Familienunternehmen: Wie Haniel die 672-köpfige Sippschaft zusammenhält

Schon zwei-, drei- und erst recht vierköpfige Familien können zu, sagen wir, komplexen Situationen führen. Wie stärkt man da unter 672 Verwandten das Zusammengehörigkeitsgefühl und beugt Konflikten vor? Die traditionsreiche Duisburger Industrie-Holding Haniel (u.a.
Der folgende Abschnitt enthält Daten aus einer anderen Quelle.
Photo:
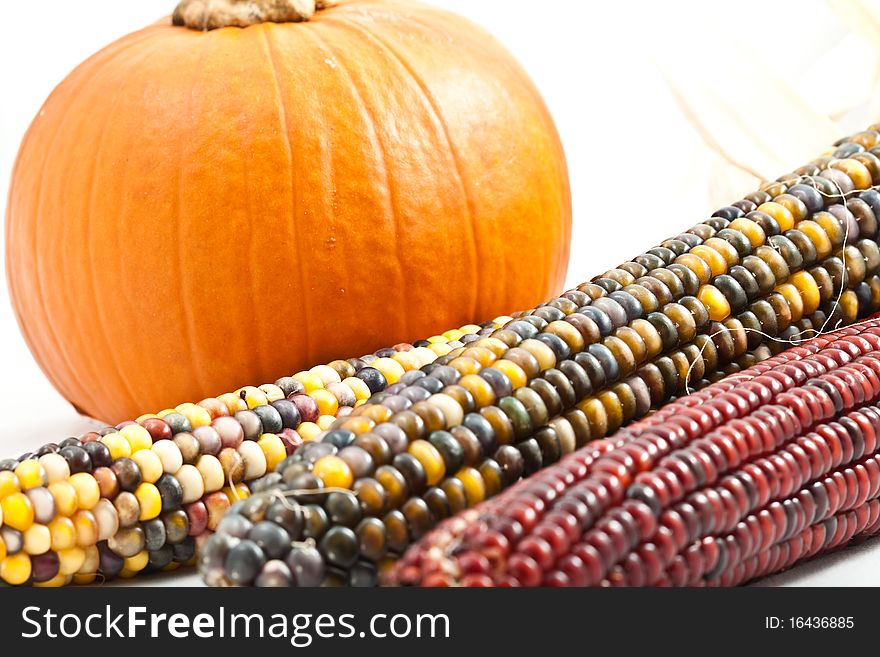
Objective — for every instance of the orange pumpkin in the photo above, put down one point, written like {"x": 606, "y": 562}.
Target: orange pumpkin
{"x": 193, "y": 210}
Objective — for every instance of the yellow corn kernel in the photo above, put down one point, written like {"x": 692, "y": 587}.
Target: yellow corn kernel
{"x": 326, "y": 401}
{"x": 198, "y": 416}
{"x": 18, "y": 512}
{"x": 358, "y": 387}
{"x": 149, "y": 464}
{"x": 117, "y": 444}
{"x": 430, "y": 458}
{"x": 513, "y": 372}
{"x": 87, "y": 490}
{"x": 273, "y": 449}
{"x": 252, "y": 396}
{"x": 809, "y": 291}
{"x": 31, "y": 474}
{"x": 309, "y": 380}
{"x": 545, "y": 356}
{"x": 452, "y": 411}
{"x": 793, "y": 298}
{"x": 136, "y": 563}
{"x": 71, "y": 560}
{"x": 390, "y": 368}
{"x": 716, "y": 303}
{"x": 752, "y": 230}
{"x": 139, "y": 438}
{"x": 150, "y": 501}
{"x": 725, "y": 250}
{"x": 794, "y": 205}
{"x": 66, "y": 503}
{"x": 55, "y": 582}
{"x": 697, "y": 265}
{"x": 782, "y": 214}
{"x": 817, "y": 236}
{"x": 479, "y": 388}
{"x": 333, "y": 471}
{"x": 9, "y": 483}
{"x": 440, "y": 349}
{"x": 238, "y": 492}
{"x": 474, "y": 486}
{"x": 326, "y": 373}
{"x": 63, "y": 533}
{"x": 37, "y": 539}
{"x": 272, "y": 392}
{"x": 233, "y": 402}
{"x": 56, "y": 467}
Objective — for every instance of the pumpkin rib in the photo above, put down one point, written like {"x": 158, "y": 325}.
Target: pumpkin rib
{"x": 503, "y": 294}
{"x": 193, "y": 346}
{"x": 285, "y": 132}
{"x": 252, "y": 218}
{"x": 553, "y": 279}
{"x": 379, "y": 147}
{"x": 352, "y": 24}
{"x": 359, "y": 158}
{"x": 68, "y": 372}
{"x": 504, "y": 290}
{"x": 99, "y": 317}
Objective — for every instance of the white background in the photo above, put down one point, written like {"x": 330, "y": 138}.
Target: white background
{"x": 667, "y": 110}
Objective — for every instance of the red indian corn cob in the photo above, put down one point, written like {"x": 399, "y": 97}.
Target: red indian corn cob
{"x": 795, "y": 256}
{"x": 767, "y": 467}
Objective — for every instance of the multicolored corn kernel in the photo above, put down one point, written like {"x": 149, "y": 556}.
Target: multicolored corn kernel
{"x": 772, "y": 465}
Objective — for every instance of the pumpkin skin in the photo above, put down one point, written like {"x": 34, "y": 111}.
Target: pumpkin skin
{"x": 193, "y": 211}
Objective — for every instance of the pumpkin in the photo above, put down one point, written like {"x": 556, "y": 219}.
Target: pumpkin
{"x": 256, "y": 186}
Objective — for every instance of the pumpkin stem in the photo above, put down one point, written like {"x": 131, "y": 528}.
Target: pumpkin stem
{"x": 213, "y": 14}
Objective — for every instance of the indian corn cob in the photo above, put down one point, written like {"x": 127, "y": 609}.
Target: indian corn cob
{"x": 348, "y": 543}
{"x": 772, "y": 465}
{"x": 767, "y": 263}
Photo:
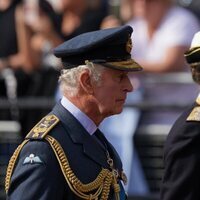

ELG, Takkt, Ceconomy) macht es vor: Sämtliche Gesellschafter – allesamt Nachfahren des 1779 geborenen Gründers Franz Haniel – werden über die jährlichen Gesellschafterversammlungen hinaus eng ins Geschehen eingebunden.

Aus dem Familienbeirat in den Aufsichtsrat

Sobald sie Anteile am Familienunternehmen übernehmen, besuchen sie Seminare, in denen man ihnen die Werte und die Strategie des Familienunternehmens näherbringt. Zudem haben sie in der Haniel-Zentrale eine hochrangige Ansprechpartnerin, die das Handelsblatt jüngst unter dem Titel „Die Familienbetreuerin“ porträtierte. Aber auch institutionalisierte Mitsprache ist gesichert: Die Gesellschafter wählen einen Beirat aus 30 Familienmitgliedern, von denen vier in den Haniel-Aufsichtsrat einziehen (Vorsitzender des Gremiums ist Franz Markus Haniel). Im operativen Geschäft mischt dagegen kein einziger Haniel mit: Das Management überlassen die Haniels bereits seit Beginn des 20. Jahrhunderts Familienfremden.

DCGIBoardNews

Die neuesten Corporate Governance News kostenlos in Ihrem Posteingang.

Jederzeit abbestellbar.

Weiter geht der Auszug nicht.